Mathematically, it is computed as cosine similarity

$ \text{cosine\_similarity}(a, b) = \frac{a \cdot b}{\\|a\\| \\|b\\|} $.

Range from +1 to -1:
- +1 means very similar.
- 0 means unrelated.
- -1 means opposite directions.

**Separation** measures how well the model distinguishes between similar and opposite words.
$ \text{Separation} = \text{mean(similarity of synonyms)} - \text{mean(similarity of antonyms)} $.

If separation is large, we observe that model clearly understand that synonyms are similar than antonyms.  
However if it is small model is not good at distinguishing them.
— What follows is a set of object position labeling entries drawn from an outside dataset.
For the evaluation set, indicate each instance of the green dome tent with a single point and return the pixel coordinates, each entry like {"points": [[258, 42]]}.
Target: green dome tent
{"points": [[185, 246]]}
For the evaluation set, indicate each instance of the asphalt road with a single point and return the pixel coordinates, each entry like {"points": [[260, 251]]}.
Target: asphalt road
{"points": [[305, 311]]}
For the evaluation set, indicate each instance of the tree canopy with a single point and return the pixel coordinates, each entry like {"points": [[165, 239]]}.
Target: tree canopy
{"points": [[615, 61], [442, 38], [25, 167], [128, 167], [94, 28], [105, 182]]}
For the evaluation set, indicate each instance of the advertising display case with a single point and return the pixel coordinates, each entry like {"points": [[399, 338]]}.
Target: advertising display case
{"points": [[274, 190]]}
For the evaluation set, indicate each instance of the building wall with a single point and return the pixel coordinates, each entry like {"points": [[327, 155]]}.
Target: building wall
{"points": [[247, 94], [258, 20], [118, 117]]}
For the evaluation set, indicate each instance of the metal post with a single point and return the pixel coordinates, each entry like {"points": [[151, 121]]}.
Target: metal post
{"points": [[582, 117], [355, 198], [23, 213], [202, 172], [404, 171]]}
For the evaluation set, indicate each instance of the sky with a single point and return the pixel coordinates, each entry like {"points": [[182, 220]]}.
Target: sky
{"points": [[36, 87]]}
When we look at the output, **FastText** is better for both synonym and anthonym similarity. Separation result is small for both models-meaning they do not strongly separate meanings. 

**NOTE:** Limited corpus size or insufficient domain balance can cause bad results.


#### Nearest-neighbor quality.
The **Nearest-Neighbor (NN)** metric means the words closest to a given word's vector. It is calculated by `Cosine Similarity`.

When we look at the output, `FastText` have better results compared to `Word2Vec`.